My old Boston Phoenix colleague Al Giordano reports in the Narco News Bulletin that Colombia’s president, Álvaro Uribe, a right-wing despot with a deplorable human-rights record, is deeply worried about the possibility that Barack Obama will become president. Giordano writes:

[T]he Clinton organization has a long history of backing — politically and economically — the Colombian far right, its narco-politicians and paramilitary death squads, of whom Uribe is supreme leader. In 2000, then-US president Bill Clinton went on Colombian national TV to announce “Plan Colombia,” the multi-billion dollar US military intervention that keeps Uribe and his repressive regime in power to this day.

According to Giordano’s report, Uribe’s human-rights record is so bad that it recently attracted the attention of Human Rights Watch and a number of other religious and humanitarian organizations. Last year, Giordano notes, Al Gore decided not to attend an environmental meeting in Miami because he didn’t want to share the stage with Uribe, who has been linked to right-wing death squads.

The Clintons, on the other hand, have continued to be ardent supporters of Uribe, with the former president accepting an award from the Colombian government last year.

The Uribe matter has made it into the mainstream media, with the Associated Press running a story on Thursday. But the AP emphasizes Uribe’s displeasure over Obama’s opposition to a U.S.-Colombia free-trade agreement — never mentioning, as Giordano observes, that Hillary Clinton has said she opposes the agreement as well.

This is an important story that almost certainly won’t get the attention it deserves.

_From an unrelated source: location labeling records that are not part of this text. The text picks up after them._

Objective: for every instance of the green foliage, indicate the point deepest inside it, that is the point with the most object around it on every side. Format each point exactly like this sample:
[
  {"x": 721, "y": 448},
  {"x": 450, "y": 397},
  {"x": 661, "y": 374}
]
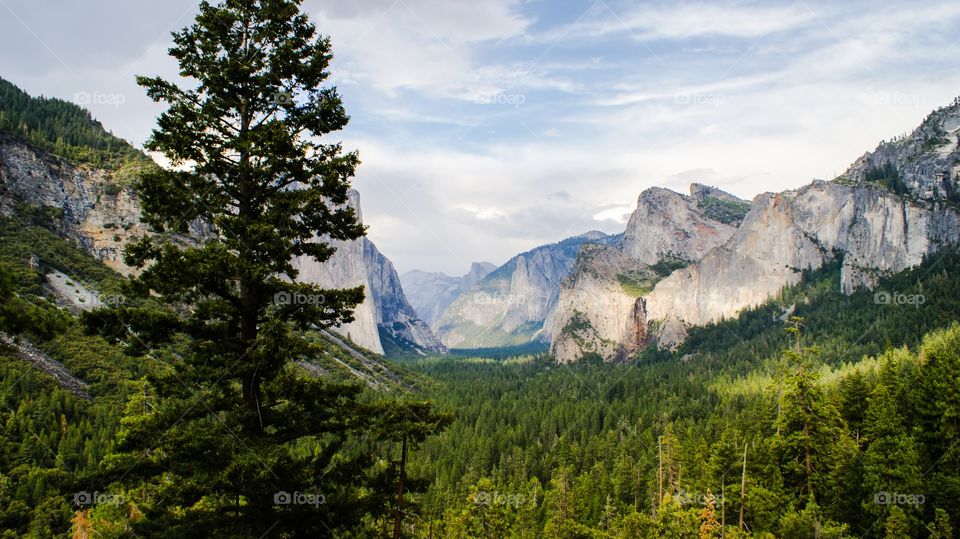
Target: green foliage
[
  {"x": 239, "y": 436},
  {"x": 723, "y": 210},
  {"x": 888, "y": 176},
  {"x": 589, "y": 433},
  {"x": 64, "y": 129}
]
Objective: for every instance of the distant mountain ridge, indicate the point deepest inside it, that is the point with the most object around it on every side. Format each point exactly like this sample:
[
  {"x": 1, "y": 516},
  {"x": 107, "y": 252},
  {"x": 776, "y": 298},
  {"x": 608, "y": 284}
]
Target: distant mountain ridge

More: Ben Smith of the Politico reports that the Colombian government no longer requires the services of Clinton strategist Mark Penn.

An ugly Democratic split

My former Boston Phoenix colleague Al Giordano, on leave from the Narco News Bulletin, has been blogging the presidential campaign this winter. He’s got a particularly detailed and perceptive post on the Nevada Democratic caucuses, in which he offers some thoughts — backed up by first-hand reporting — on the increasingly ugly split between pro-Obama African-Americans and pro-Clinton Latinos. Giordano writes:

Now, I’m a connoisseur of ugliness in all its forms, I find it mostly entertaining, but the part of yesterday’s caucus that was so ugly as to be distressing was to see the Hispanic and black communities so polarized: The Clinton caucusers were predominantly Hispanic-American and the Obama caucusers were predominantly African-American — most on both sides were women — and they shouted and taunted each other with boos, cat-calls, hisses, thumbs down, and at one point one man on the Obama side began chanting, “I did not have sex with that woman!”

He concludes: “Frankly, unless events conspire during this 2008 Democratic primary process to reverse those truly ugly developments, any Democrat that thinks that November is already won is a fool that is not to be taken seriously from here on out.” (Thanks to Media Nation reader C.M.)